Conservation laws and bosonization in integrable Luttinger liquids

TL;DR

This paper introduces a bosonic operator algebra to describe the Luttinger-liquid behavior in integrable models like the Hubbard chain, unifying and extending previous results across all parameter regimes.

Contribution

It develops a bosonic operator framework for Bethe ansatz solvable models, applicable to all parameters, and clarifies the charge-spin separation and pseudoparticle concepts.

Findings

Bosonic algebra describes Luttinger liquids in integrable models.

Unified treatment of Hubbard chain for all U, density, and magnetization.

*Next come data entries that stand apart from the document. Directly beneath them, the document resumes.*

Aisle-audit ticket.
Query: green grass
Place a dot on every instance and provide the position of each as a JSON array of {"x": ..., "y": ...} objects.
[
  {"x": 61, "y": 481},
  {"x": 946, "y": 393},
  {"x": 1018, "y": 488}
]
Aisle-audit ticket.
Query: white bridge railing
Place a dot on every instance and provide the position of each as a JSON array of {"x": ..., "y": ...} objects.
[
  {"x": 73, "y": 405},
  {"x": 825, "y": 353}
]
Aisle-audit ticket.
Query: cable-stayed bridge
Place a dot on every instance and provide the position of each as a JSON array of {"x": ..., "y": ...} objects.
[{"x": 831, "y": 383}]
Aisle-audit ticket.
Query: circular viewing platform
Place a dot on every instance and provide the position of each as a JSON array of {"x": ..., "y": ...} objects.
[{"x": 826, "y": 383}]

Clarification of pseudoparticle and charge-spin separation concepts.

Abstract

We examine and explain the Luttinger-liquid character of models solvable by the Bethe ansatz by introducing a suitable bosonic operator algebra. In the case of the Hubbard chain, this involves two bosonic algebras which apply to {\it all} values of $U$, electronic density, and magnetization. Only at zero magnetization does this lead to the usual charge - spin separation. We show that our ``pseudoparticle'' operator approach clarifies, unifies, and extends several recent results, including the existence of independent right and left equations of motion and the concept of ``pseudoparticle'' (also known as ``Bethe quasiparticle'').